We picked up and discarded hobbies. Fresh sourdough was distributed by kitchen-savvy friends, and hints were shared online. Facebook feeds were filled with glorious views out people’s windows; everyone seemed to live on the edge of a stunning lake or a trail of mountains (or maybe the people who posted in the group ‘View From My Window’ weren’t the ones who looked out onto a brick wall covered in snaking pipes).
Artists went online offering free Zoom shows, and Anthony Hopkins read a Shakespearean sonnet every day in his booming, authoritative timbre.
We tried to find the silver lining; the circuit breaker to our insanely busy lives, getting to know the neighbours, finding a new passion for local products and tourism even as the body count rose.
There was Anzac Day, when people appeared groggy-eyed at the end of driveways clutching candles in solidarity, determined to remember.

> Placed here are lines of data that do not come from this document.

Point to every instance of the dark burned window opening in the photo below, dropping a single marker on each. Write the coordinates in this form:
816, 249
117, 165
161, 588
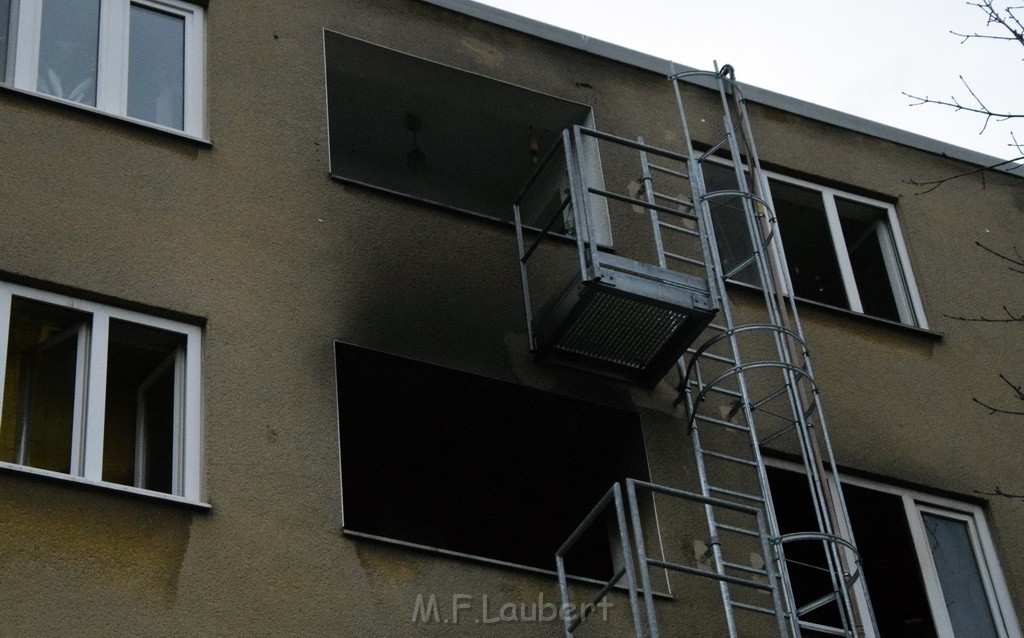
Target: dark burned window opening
456, 461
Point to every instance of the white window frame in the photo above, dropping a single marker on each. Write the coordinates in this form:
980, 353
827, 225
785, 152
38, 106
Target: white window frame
112, 61
88, 426
908, 303
904, 286
914, 504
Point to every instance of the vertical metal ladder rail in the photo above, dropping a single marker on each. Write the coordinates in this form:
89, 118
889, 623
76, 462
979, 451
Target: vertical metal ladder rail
792, 366
727, 570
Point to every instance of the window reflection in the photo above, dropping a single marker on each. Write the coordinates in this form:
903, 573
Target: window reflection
949, 542
156, 67
68, 50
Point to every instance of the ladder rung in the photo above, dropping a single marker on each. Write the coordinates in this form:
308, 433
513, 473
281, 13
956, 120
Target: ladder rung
730, 458
718, 357
738, 495
668, 171
725, 578
747, 568
822, 629
720, 390
672, 226
728, 424
750, 607
689, 260
735, 529
669, 198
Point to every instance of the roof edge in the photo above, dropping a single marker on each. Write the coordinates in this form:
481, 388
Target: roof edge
753, 93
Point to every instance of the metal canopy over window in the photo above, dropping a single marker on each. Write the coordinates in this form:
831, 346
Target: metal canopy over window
635, 292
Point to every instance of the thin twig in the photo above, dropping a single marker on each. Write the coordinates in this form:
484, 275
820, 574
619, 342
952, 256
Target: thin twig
999, 493
935, 183
996, 411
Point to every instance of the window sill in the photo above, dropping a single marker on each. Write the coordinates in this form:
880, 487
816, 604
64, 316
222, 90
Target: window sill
858, 316
97, 112
135, 492
448, 207
492, 561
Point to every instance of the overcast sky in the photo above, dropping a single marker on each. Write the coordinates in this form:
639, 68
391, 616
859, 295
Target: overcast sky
852, 55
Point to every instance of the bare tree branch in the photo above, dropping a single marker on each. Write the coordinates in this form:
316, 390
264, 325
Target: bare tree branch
1009, 29
1017, 259
1018, 392
935, 183
999, 493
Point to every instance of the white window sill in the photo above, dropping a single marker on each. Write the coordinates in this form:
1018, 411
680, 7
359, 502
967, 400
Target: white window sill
99, 112
496, 562
159, 496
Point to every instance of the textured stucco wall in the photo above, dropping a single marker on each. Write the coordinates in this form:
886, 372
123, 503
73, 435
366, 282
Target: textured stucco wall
281, 261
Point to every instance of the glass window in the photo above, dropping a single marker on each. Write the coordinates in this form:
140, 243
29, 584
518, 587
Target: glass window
136, 58
808, 245
42, 400
157, 67
960, 576
841, 249
926, 560
142, 398
69, 48
100, 393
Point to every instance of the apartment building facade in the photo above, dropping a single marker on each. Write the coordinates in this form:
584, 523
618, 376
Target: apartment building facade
266, 366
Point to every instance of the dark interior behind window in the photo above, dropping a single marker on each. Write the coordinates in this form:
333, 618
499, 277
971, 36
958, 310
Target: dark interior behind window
887, 551
456, 461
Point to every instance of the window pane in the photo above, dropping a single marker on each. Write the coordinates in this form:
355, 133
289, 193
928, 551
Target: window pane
138, 428
729, 221
157, 67
861, 232
949, 542
4, 37
808, 244
68, 49
39, 406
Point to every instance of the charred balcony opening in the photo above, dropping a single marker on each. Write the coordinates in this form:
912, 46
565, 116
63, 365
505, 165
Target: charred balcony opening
633, 293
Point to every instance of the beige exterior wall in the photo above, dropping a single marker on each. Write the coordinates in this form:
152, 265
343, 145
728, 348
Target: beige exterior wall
251, 235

Perhaps we could call on the Anzacs for the courage to get through this 21st-century nightmare.
We watched the American election from a distance, like gawkers at a car crash; both fascinated and horrified while Trump continued to pump out angry capitalised tweets like your mum whose phone is stuck on caps lock and is asking what time you’re coming home.
That blew over too and Christmas loomed, this one day; full of hope and family and pudding and lifting restrictions. Now disintegrating into tendrils of smoke as grim-faced politicians announce more bad news in front of socially distanced journalists.
At least for me and my family who were planning to join us down south.
Another wave will roll over us all like the rest of it.
The cliché of the Aussie larrikin may be just that, but in these times it’s a good one to lean on. Just like the Anzacs, we carry on. There’s always a beer and a few laughs to be had at the end of the tunnel, even if we don’t know where it is.
Stumbling along in the darkness has to be good for something, at least relinquishing our white-knuckled control on the daily machinations of our finely tuned lives.
Christmas may be cancelled for some, but the spirit of the Aussie is strong and we will carry on, ready to brave the next big challenges of 2021.